Sunday, September 20, 2009

Things I learned in my 1st herbal medicine class

As most of you know, I've been doing a fair amount of research on herbs and natural remedies over the last year or so. Several of you have perfume rollers in your purse that are full of rosemary infused oil as first aid for cuts, scrapes and scratches because - as we all now know - rosemary is a natural antimicrobial that grows well in the desert!

I knew enough to be sure that I didn't know nearly enough. But I also knew that there were a lot of people out that that claimed to be good at herbal medicine that said things that didn't make sense to me. I signed up for this herbal medicine class after attending a free seminar that Kathleen offered. I thought that she would be a good teacher for me - both in approach and communication style. But, seriously folks. I had NO IDEA how cool this would really be!

Now, I should say up front that I won't be putting any herbal recipes here. But I learned a few very practical concepts in the class that I would like to share because it is all just so fascinating.

So, first things first. If you want to use herbs for medicinal purposes, the dried ones should look very close to the way they look as plants. Calendula? Should have the color of marigold flowers. Hibiscus? It better be red! Leaves of any kind? Green, ya'll, not brown. Now that all seems logical, but I never really thought about why is was important. It matters because the plants' volatile oils provide the real medicinal punch. The closer the dried plant looks to fresh, the more of those oils are still present.
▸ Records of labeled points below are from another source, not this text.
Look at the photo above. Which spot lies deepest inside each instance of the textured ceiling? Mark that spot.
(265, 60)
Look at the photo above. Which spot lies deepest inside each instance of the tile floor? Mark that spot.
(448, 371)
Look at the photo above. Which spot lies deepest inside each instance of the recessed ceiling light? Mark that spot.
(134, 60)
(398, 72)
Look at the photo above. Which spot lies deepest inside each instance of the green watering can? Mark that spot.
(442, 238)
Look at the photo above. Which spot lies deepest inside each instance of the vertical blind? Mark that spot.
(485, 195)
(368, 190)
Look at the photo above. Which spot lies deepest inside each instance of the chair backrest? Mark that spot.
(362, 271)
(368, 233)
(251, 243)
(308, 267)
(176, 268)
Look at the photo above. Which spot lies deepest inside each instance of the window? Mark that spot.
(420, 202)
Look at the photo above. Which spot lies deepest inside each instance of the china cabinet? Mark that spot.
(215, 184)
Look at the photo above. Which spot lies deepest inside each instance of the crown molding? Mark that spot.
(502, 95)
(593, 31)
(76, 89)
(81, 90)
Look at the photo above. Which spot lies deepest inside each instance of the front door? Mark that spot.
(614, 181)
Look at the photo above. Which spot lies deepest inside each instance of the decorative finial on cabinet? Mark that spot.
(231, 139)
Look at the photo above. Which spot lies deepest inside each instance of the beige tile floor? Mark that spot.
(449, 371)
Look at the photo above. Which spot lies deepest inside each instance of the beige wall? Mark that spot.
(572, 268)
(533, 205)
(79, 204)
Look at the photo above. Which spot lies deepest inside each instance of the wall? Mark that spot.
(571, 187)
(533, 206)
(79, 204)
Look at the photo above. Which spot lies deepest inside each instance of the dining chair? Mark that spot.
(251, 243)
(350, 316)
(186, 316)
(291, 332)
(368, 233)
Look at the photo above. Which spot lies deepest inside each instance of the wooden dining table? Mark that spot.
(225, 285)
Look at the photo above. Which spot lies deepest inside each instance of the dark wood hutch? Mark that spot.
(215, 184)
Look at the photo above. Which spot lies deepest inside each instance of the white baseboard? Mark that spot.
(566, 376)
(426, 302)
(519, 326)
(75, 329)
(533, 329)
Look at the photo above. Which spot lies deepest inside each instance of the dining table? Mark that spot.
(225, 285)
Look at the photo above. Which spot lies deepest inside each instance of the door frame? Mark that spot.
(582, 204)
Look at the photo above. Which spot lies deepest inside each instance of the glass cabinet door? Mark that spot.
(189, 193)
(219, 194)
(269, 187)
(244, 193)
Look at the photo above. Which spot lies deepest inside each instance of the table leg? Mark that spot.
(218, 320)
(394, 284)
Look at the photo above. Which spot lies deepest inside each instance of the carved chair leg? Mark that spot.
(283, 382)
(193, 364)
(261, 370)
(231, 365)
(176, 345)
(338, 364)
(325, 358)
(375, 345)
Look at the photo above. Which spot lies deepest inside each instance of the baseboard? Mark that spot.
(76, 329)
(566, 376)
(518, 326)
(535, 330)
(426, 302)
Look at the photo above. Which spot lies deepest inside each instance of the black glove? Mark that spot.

Also, as a side note - did you ever wonder why most tea bag medicinal teas don't seem to do much of what they claim? That is because the herbs are diced very finely to fit in the tea bag. That means that there is a much higher surface area to volume ratio - so the oils can evaporate more quickly. Unless the tea bags are stored inside sealed single serving pouches (like some brands do) it isn't likely that those oils hand around for long!

So, that - along with smelling and looking at a variety of herbs - was the introduction to herbalism.

The first body system that we studied was the digestive system. Wanna know why? Believe me, you really do! Anything that is ingested is designed to be absorbed in particular parts of the digestive system. This isn't news, right? I mean, we all studied the way saliva acts on carbohydrates or stomach acids on proteins. But there is another part to this. Pharmaceuticals act the same way. Capsules are designed to introduce medicines through the small intestine and pills mostly break down in the stomach ... IF and only if, your digestive system is working properly. It doesn't matter if you are trying to get nutrients from foods, vitamins and minerals from a supplement, or medicine from ANY source, you won't get the full effect unless your digestion is up to par.

Those were the two general principles that I was taught in the first class. Since I love getting the big picture first so that I can decide how to prioritize things, you know that this is a great class for me. And, just for the record, I currently have 2 different types of medicinal teas in my fridge as well as a batch that I'm sending over to Oxti's house. I can only imagine what I'll be doing after Wednesday - after we study the liver and learn how to make tinctures!